US ‘overreacted’ to 9/11 – Oxford vice-chancellor
The newly appointed vice-chancellor, Professor Louise Richardson, is an acknowledged expert on terrorism and has advised UK government officials on the issue.
Speaking at the Going Global conference, which was held in London on Monday, Richardson said: “The whole genius of terrorism is to have a greater psychological impact.
“The reason random attacks have so much more impact is that if nobody is chosen, nobody is safe and the fear is much more widespread. I think central to any counter-terrorism campaign should be a resilient population.”
Richardson, who grew up in the Republic of Ireland during the Troubles, reasoned that the UK’s regular exposure to terrorist attacks during that period had inoculated it against the level of panic seen in the US after the World Trade Center attacks.
“I have to say the British population in the course of the Troubles and violence in Northern Ireland proved really quite resilient I think – far more so than the US and the scale of the reaction and overreaction in the US to the 9/11 atrocity.
“This was a reflection of the fact that this was such a new experience for the US.”
She also reflected on the socioeconomic background of terrorists.
“I think it’s simple a matter of demographics,” she said.

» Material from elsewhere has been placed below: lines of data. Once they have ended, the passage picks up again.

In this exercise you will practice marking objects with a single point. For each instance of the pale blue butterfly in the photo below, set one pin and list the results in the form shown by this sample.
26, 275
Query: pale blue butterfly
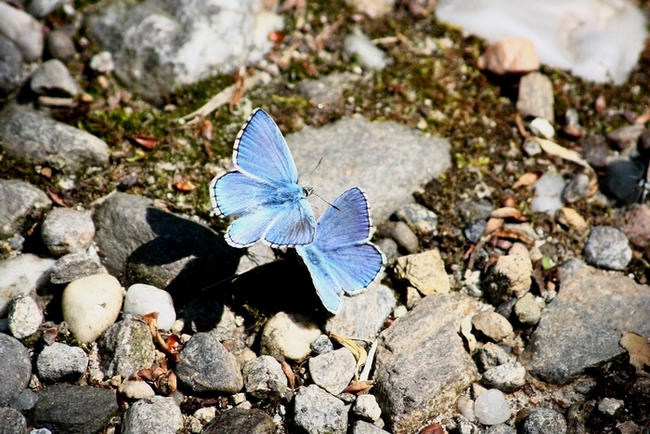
341, 259
263, 191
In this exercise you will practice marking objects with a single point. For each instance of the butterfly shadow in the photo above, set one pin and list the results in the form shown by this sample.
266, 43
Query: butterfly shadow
182, 259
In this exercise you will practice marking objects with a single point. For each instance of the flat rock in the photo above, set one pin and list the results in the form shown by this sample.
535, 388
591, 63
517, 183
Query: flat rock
582, 326
29, 136
422, 366
389, 161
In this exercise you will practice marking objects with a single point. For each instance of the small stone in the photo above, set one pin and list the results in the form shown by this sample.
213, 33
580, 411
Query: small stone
334, 370
508, 377
492, 325
607, 247
366, 408
544, 421
491, 407
527, 310
424, 271
142, 299
67, 231
510, 55
536, 96
24, 316
90, 305
60, 362
289, 335
264, 378
318, 412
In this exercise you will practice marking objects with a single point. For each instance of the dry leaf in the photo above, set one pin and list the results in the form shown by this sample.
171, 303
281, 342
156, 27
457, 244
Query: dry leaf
638, 348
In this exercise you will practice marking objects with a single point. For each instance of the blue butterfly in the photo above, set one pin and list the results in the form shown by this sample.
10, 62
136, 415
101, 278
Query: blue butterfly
263, 191
341, 259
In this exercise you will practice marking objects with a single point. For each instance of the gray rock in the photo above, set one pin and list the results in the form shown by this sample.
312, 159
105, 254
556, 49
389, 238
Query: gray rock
16, 368
28, 136
67, 408
60, 362
333, 371
75, 266
154, 43
241, 420
24, 316
20, 202
67, 231
125, 348
143, 244
206, 366
581, 326
607, 247
536, 96
52, 78
363, 315
156, 414
22, 275
12, 422
10, 67
422, 365
318, 412
263, 378
23, 30
387, 160
60, 45
508, 377
544, 421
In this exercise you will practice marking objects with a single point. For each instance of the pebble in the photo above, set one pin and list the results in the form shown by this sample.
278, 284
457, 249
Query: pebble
368, 55
156, 414
241, 420
52, 78
67, 231
491, 407
60, 362
25, 317
527, 310
10, 67
50, 142
366, 407
90, 305
492, 325
16, 368
424, 271
23, 30
420, 218
510, 277
316, 411
607, 247
536, 96
548, 194
75, 266
544, 421
206, 366
402, 234
333, 371
66, 408
142, 299
125, 348
264, 378
508, 377
510, 55
289, 335
21, 202
22, 275
60, 45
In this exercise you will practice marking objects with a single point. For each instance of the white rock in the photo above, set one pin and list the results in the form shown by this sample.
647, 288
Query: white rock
90, 305
142, 299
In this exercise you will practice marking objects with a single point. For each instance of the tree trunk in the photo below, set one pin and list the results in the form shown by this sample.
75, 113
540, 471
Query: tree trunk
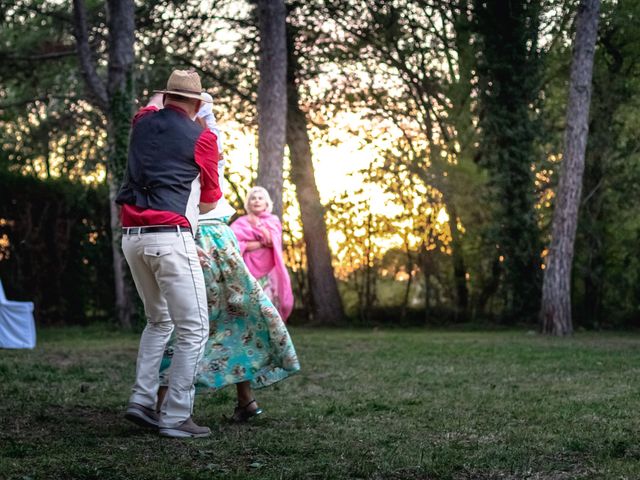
555, 313
459, 269
115, 98
326, 303
272, 98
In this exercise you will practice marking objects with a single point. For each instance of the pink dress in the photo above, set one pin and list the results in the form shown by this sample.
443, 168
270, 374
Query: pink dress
266, 264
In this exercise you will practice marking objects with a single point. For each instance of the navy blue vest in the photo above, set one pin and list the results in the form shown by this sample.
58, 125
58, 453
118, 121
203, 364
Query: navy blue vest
161, 164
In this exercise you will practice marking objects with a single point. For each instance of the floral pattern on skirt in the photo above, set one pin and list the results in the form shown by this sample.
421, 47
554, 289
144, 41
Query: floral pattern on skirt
248, 340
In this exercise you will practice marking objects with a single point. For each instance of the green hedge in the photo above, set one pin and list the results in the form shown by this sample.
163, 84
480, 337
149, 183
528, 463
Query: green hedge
59, 248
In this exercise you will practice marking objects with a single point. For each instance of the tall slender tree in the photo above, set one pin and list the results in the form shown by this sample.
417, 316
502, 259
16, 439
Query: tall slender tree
114, 97
326, 305
272, 98
555, 312
509, 72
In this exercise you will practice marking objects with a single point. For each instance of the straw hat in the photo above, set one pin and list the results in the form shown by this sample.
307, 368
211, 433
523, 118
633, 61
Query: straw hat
185, 83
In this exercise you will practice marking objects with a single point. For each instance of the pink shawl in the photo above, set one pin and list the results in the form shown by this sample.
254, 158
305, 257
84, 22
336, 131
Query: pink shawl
266, 261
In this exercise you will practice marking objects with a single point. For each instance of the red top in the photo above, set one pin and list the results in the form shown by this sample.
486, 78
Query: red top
206, 156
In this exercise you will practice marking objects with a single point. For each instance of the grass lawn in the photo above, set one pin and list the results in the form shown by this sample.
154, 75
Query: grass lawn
389, 404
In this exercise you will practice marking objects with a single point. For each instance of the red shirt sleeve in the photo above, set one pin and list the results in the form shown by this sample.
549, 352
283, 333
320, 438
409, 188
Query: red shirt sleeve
142, 112
206, 156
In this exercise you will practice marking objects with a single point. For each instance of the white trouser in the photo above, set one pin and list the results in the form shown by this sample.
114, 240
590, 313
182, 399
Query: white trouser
167, 273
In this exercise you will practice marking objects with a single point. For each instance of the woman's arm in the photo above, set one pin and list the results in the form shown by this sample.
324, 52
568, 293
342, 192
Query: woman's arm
253, 245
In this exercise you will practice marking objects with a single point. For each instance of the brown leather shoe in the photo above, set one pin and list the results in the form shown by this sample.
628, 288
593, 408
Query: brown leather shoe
142, 416
187, 429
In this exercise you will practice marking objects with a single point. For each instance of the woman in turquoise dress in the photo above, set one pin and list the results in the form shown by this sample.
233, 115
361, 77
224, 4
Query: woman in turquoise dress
248, 344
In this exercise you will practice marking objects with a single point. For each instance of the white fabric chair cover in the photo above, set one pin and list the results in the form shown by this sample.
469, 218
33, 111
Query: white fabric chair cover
17, 327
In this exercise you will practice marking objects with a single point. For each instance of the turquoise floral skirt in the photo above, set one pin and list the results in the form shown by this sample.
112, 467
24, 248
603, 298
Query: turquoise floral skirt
248, 341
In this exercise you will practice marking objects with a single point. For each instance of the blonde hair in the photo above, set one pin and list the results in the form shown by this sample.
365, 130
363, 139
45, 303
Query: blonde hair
264, 192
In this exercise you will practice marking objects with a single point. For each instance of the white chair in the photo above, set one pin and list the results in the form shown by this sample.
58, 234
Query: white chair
17, 327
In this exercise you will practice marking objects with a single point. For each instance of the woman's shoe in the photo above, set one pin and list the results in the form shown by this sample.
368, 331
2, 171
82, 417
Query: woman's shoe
243, 414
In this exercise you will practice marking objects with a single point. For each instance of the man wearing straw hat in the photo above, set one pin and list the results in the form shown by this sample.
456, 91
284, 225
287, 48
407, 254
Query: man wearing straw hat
171, 177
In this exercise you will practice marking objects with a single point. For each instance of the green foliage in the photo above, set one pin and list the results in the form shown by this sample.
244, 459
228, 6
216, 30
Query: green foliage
56, 248
509, 71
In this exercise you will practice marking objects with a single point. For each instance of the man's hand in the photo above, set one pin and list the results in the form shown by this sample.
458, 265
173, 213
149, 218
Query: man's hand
207, 207
156, 101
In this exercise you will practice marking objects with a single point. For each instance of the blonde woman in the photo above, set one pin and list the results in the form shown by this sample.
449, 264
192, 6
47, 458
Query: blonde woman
249, 345
259, 234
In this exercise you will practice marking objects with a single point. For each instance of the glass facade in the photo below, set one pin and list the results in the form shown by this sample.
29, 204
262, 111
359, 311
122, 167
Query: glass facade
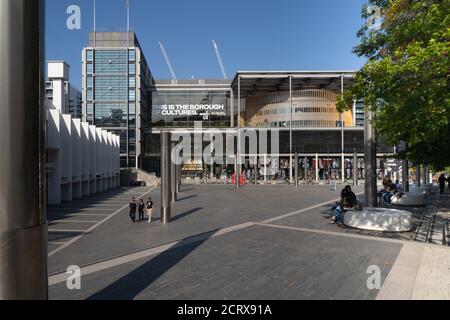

“Violent extremists by and large are young men, predominantly male – and they often congregate in universities.”
“The most combustible combination is an educated workforce but with the kind of economy that can’t allow them to realize their expectations that have been heightened by their education.”
She went on to argue the best antidote for radicalization is education.
“Any terrorist I’ve ever met in the course of my academic career had a highly oversimplified view of the world – a view of the world [which is] black and white.”
A recent study also challenged prevailing views of terrorism, suggesting Northern Irish sectarian terror may present a greater threat than Islamist-inspired attacks.
Carried out by risk analytics firm Verisk Maplecroft, which compiles data for use by insurers and financial corporations, the investigation found that Belfast faces the highest risk of terrorism of all European cities, while London is “low risk” despite being an “attractive target.”
The research, published last month, examined cities across the globe most likely to suffer terror attacks.